App developers have been warned by Google against using Accessibility Services in their apps. The original purpose of these Accessibility Services was to help disabled users make use of mobile applications in an easier manner. However, other apps that using these services and could potentially pose a security risk. Google has warned developers that it will remove these apps from the app store should they be used maliciously.
While the set of Accessibility Services created by Android have been created to assist users with disabilities, developers have used the services to improve applications for use by non-disabled users.
It is clear that the reason for Google’s recent crackdown on app developers regarding Accessibility Services is largely for security reasons. The Application Programming Interfaces (API’s) for these Accessibility Services are used in applications such as LastPass where they are used to identify the password field in other applications. It is this level of access that can allow malicious use.
Accessibility Services in an app have the ability to affect the behaviour of other apps on the device. Since password management apps have the ability for users to fill in text fields within a different app using the same login credentials. This same functionality allows apps to read information contained in other apps. This is what is creating the potential security risk as a result of Accessibility Services being used in apps that do not directly require them.
Developers have been sent emails from Google that state that they are required to describe how their applications help disable users to qualify the use of the Accessibility Services.
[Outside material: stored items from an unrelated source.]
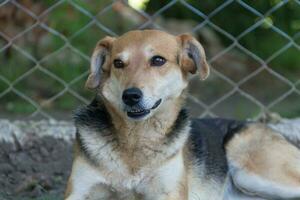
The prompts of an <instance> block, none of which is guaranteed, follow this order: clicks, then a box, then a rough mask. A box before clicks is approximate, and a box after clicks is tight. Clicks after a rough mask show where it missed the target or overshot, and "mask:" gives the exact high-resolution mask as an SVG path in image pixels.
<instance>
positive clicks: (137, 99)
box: [122, 88, 143, 106]
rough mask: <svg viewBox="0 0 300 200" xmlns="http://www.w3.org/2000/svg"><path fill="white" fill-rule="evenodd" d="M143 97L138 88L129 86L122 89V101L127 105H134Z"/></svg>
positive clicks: (129, 105)
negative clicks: (134, 87)
mask: <svg viewBox="0 0 300 200" xmlns="http://www.w3.org/2000/svg"><path fill="white" fill-rule="evenodd" d="M142 98H143V93H142V91H141V90H140V89H138V88H129V89H127V90H124V92H123V95H122V100H123V102H124V103H125V104H126V105H128V106H134V105H136V104H138V103H139V102H140V101H141V100H142Z"/></svg>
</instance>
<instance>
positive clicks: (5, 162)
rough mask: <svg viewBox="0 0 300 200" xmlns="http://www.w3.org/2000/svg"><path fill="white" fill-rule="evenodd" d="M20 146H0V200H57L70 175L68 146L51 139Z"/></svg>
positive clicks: (69, 162) (63, 143) (60, 193)
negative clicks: (67, 179)
mask: <svg viewBox="0 0 300 200" xmlns="http://www.w3.org/2000/svg"><path fill="white" fill-rule="evenodd" d="M29 138H30V139H27V141H26V142H24V143H23V144H22V145H21V144H20V143H18V142H15V143H6V142H1V143H0V200H10V199H13V200H21V199H22V200H23V199H24V200H25V199H26V200H27V199H38V200H50V199H51V200H52V199H53V200H54V199H55V200H59V199H62V198H63V191H64V188H65V185H66V181H67V178H68V176H69V173H70V168H71V162H72V145H71V142H66V141H65V140H63V139H57V138H53V137H51V136H44V137H42V138H40V137H34V136H32V137H29Z"/></svg>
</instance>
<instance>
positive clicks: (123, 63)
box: [114, 59, 124, 68]
mask: <svg viewBox="0 0 300 200" xmlns="http://www.w3.org/2000/svg"><path fill="white" fill-rule="evenodd" d="M114 66H115V68H123V67H124V63H123V61H122V60H120V59H115V60H114Z"/></svg>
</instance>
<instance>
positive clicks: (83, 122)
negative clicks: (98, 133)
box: [74, 98, 112, 132]
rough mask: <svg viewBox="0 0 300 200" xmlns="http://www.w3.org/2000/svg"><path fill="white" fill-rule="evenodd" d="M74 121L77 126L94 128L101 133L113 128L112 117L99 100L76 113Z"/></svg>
mask: <svg viewBox="0 0 300 200" xmlns="http://www.w3.org/2000/svg"><path fill="white" fill-rule="evenodd" d="M74 120H75V124H76V125H80V126H86V127H89V128H93V129H96V130H97V131H99V132H101V130H103V129H108V128H111V127H112V121H111V117H110V115H109V113H108V112H107V110H106V108H105V106H104V105H103V103H102V102H101V101H100V100H99V98H95V99H94V100H93V101H92V102H91V103H90V105H88V106H85V107H82V108H79V109H78V110H77V111H75V114H74Z"/></svg>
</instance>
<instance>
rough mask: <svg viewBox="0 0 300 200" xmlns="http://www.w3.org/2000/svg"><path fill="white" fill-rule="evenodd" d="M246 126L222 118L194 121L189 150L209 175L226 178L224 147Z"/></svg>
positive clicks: (224, 154)
mask: <svg viewBox="0 0 300 200" xmlns="http://www.w3.org/2000/svg"><path fill="white" fill-rule="evenodd" d="M245 125H246V122H242V121H236V120H226V119H220V118H214V119H193V120H192V130H191V135H190V138H189V143H190V146H189V148H190V150H191V152H192V153H193V155H194V156H195V159H196V160H197V161H198V162H199V164H200V163H205V169H206V172H205V173H206V174H207V175H212V176H217V177H219V178H220V177H225V176H226V174H227V170H228V166H227V160H226V153H225V149H224V145H225V144H226V142H227V141H229V140H230V139H231V138H232V136H233V135H234V134H236V133H238V132H239V131H240V130H241V129H242V128H243V127H245Z"/></svg>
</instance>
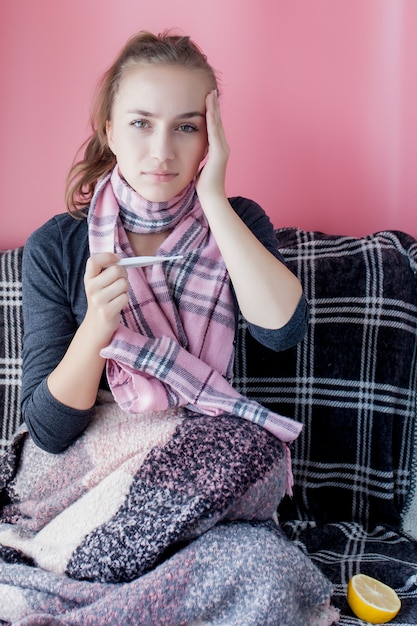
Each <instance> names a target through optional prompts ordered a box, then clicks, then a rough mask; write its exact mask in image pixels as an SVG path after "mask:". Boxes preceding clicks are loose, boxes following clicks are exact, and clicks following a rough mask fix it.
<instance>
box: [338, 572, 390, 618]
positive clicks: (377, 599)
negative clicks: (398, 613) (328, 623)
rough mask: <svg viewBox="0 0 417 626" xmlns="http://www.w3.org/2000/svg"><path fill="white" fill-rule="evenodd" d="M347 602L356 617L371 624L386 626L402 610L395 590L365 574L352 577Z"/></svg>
mask: <svg viewBox="0 0 417 626" xmlns="http://www.w3.org/2000/svg"><path fill="white" fill-rule="evenodd" d="M347 601H348V604H349V606H350V608H351V609H352V611H353V612H354V614H355V615H356V617H359V619H362V620H364V621H365V622H370V623H371V624H386V623H387V622H389V621H391V620H392V619H393V618H394V617H395V616H396V615H397V613H398V611H399V610H400V608H401V601H400V599H399V597H398V596H397V594H396V592H395V591H394V589H391V587H388V585H385V584H384V583H381V582H380V581H379V580H376V579H375V578H371V577H370V576H366V575H365V574H356V575H355V576H352V578H351V579H350V581H349V584H348V588H347Z"/></svg>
If developers are unable to adequately describe and quantify their use of Accessibility Services, they will need to remove all requests to use these services from their applications. Should they not head this warning from Google, their apps will be removed entirely from the Google Play Store.
Applications that currently make use of Accessibility Services include LastPass, Clipboard Actions, Tasker, Network Monitor Mini, Universal Copy and Cerberus.
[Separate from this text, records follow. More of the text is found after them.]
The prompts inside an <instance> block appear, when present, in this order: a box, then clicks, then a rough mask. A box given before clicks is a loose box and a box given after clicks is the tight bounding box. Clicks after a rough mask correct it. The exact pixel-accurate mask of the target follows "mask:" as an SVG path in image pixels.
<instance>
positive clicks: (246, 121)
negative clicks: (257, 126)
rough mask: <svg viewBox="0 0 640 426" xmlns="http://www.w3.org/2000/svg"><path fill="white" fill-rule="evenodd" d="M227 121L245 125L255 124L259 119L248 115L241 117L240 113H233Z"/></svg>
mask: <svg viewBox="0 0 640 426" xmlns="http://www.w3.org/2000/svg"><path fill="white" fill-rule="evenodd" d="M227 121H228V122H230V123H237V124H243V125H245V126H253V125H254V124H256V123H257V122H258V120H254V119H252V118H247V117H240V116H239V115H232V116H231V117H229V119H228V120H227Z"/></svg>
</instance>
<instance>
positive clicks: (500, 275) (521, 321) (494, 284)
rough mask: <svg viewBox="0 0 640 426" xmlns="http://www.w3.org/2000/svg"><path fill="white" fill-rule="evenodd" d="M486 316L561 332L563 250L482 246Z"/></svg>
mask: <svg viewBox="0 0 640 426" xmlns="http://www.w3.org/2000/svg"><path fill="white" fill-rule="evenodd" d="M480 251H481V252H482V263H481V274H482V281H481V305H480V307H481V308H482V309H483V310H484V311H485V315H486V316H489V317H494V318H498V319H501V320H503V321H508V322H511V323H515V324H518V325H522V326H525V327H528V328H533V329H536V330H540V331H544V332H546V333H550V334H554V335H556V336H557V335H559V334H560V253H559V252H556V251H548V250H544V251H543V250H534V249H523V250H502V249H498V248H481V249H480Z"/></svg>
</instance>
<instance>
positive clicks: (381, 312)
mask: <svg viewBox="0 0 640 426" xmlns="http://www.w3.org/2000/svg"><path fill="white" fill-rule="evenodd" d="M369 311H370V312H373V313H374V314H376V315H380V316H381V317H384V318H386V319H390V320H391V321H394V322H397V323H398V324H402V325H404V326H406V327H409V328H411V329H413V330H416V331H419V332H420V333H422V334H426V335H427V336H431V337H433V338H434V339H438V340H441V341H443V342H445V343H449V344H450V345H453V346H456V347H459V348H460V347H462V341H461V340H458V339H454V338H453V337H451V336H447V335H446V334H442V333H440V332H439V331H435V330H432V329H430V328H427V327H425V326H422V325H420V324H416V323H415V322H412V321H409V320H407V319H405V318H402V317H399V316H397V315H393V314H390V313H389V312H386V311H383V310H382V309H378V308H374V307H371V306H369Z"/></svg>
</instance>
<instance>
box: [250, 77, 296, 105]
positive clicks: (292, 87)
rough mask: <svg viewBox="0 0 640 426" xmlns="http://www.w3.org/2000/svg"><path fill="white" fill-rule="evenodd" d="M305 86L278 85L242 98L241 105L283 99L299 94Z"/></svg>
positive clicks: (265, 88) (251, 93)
This new requirement can see major ramifications for many applications as well as their developers. Most specifically, it will affect apps that are intended to have customization functionality or are designed for power users.
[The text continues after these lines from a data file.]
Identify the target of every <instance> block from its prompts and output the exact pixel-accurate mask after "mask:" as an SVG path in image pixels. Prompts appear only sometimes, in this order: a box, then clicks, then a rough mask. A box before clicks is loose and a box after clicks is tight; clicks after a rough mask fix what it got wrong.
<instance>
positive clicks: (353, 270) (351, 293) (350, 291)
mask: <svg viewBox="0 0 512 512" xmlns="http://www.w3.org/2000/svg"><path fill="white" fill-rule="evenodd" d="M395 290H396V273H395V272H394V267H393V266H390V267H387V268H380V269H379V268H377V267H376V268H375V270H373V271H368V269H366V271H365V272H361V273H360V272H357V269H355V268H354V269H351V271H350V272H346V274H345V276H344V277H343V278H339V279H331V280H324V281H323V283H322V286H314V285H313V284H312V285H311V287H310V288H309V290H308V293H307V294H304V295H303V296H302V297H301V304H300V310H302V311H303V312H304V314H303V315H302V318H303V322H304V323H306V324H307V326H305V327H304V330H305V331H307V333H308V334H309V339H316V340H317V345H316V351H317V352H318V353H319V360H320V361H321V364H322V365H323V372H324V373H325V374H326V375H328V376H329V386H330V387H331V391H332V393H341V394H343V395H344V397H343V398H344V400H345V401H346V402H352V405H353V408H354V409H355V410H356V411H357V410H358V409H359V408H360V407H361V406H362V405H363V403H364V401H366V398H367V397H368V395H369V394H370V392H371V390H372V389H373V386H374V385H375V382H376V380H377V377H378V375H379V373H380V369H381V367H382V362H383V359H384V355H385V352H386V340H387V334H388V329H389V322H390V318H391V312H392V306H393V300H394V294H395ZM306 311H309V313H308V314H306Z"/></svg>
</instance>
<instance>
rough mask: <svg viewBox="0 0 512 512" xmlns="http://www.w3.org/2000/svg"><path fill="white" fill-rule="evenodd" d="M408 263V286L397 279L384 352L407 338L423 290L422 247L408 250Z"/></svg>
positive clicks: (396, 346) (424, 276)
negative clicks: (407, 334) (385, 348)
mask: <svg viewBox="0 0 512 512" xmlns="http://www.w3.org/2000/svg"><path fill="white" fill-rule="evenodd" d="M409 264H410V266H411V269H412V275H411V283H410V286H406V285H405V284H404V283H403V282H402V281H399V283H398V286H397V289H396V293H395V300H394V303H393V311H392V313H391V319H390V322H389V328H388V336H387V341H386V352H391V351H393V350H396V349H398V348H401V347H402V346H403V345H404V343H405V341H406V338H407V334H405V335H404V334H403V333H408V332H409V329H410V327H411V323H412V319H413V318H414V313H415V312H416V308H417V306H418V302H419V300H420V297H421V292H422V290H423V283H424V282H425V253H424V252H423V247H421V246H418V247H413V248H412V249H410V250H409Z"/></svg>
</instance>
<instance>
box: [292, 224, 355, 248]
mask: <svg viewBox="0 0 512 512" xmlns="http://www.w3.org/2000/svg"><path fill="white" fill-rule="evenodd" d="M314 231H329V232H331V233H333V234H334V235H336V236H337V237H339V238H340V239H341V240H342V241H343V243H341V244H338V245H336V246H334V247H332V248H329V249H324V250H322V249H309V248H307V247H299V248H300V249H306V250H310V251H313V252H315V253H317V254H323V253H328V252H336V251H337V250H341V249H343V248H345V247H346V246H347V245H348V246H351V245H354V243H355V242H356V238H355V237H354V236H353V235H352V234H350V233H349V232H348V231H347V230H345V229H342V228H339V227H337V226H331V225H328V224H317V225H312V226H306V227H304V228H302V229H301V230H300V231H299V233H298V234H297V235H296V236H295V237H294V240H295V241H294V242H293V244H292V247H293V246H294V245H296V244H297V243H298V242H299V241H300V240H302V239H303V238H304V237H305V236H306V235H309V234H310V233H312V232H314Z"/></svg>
Google have made it known that they are tracking all violations in regards to the use of Accessibility Services. Serious violations as well as repeated violations in any form will be monitored and the developer can risk having their account terminated. This will be followed by an investigation and can possibly also result in the termination of any other related Google accounts that the developer may have with the tech giant.
While this may seem like a great inconvenience not only to developers but to the users who genuinely find the apps useful, it is justified. This is due to the fact that Google are simply trying to protect their users. They are simply trying to get a tighter hold on app functionality to prevent the dissemination of users’ personal information without their explicit knowledge. When put this way it just makes justified sense.
If only they could find a less destructive way to resolve this issue. As it stands, they will be removing hundreds of applications that thousands of users find useful.